A sucessão interminável das guerras se prolifera “de forma quase compulsiva, a despeito de que a maioria das sociedades humanas considera e defende a paz como um valor universal”. É o que torna a política – hoje – uma “guerra continuada”, assevera Fiori. Se é certo que “as guerras são uma catástrofe” e que, em princípio, constituem um “mal” para a Humanidade, também é certo que podem ser formalmente justas e defensivas, desencadeadas contra agressões injustas.
A busca da paz, em cada tempo concentrado de guerra, concretiza uma oposição de valores (agressão x paz – conquista ou defesa) que tornam a ação política das partes, na guerra, decisiva para conquistar o legado que advém da sua barbárie. O problema maior, porém, está no “motor” da guerra, como decisão política e militar que a justifique em termos civilizatórios: como ela se legitima para suscitar as emoções militantes que estão nos porões agressivos do inconsciente do povo?
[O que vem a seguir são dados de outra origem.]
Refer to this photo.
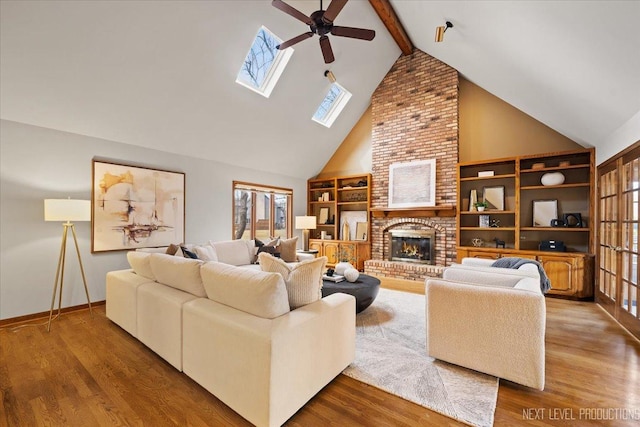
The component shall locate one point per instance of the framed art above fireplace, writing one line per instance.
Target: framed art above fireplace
(412, 184)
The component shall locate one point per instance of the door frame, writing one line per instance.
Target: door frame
(612, 306)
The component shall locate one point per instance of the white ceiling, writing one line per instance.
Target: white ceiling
(572, 65)
(160, 74)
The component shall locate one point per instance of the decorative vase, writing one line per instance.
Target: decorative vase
(351, 274)
(341, 267)
(552, 178)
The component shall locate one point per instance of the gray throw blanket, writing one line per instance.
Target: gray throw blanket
(515, 263)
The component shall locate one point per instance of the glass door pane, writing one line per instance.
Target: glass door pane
(242, 214)
(281, 215)
(263, 216)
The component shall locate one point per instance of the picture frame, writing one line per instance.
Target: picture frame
(135, 207)
(361, 230)
(412, 184)
(544, 211)
(323, 216)
(494, 197)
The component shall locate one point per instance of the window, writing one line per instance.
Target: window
(332, 105)
(261, 212)
(263, 64)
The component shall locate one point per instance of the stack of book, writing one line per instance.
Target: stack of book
(335, 278)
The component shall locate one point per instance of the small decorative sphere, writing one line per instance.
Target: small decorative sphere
(341, 267)
(552, 178)
(351, 274)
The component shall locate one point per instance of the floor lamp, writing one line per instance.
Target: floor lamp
(66, 210)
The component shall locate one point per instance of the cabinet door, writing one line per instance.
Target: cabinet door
(562, 272)
(332, 252)
(517, 255)
(483, 254)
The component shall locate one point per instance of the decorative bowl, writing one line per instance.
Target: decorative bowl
(552, 178)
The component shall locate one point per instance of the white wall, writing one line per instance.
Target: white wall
(38, 163)
(625, 136)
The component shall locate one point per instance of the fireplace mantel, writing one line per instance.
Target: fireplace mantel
(431, 211)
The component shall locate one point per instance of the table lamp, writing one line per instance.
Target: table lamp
(305, 223)
(66, 210)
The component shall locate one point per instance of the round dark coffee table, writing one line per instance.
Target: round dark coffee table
(365, 289)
Vem a pergunta: de onde os atores da economia global tiram legitimidade social e política para a suas decisões estratégicas?”, pergunta o Gilberto Dupas em Atores e poderes na nova ordem global (Unesp). E responde: a natureza do mandato desses atores vem da “racionalidade econômica e do sucesso comercial”. Concluo: as massas de soldados e os sentimentos da maioria, que compõem o cenário histórico da guerra, são sempre manipulados
A seguir, Dupas lembra – com Urlich Beck – que o mandato da economia global (ou da “democracia global”) “se baseia no voto econômico dos acionistas, que se manifesta pelas altas e baixas de ações nos mercados financeiros mundiais. Ao consumidor, diz ele, “só sobraria uma forma organizada de poder expressar o seu direito de voto, a saber, comprar ou não comprar”. O keynesianismo de Guerra de Reagan, que alimentou a economia americana no seu tempo, volta assim com força total no mercado planetário da morte.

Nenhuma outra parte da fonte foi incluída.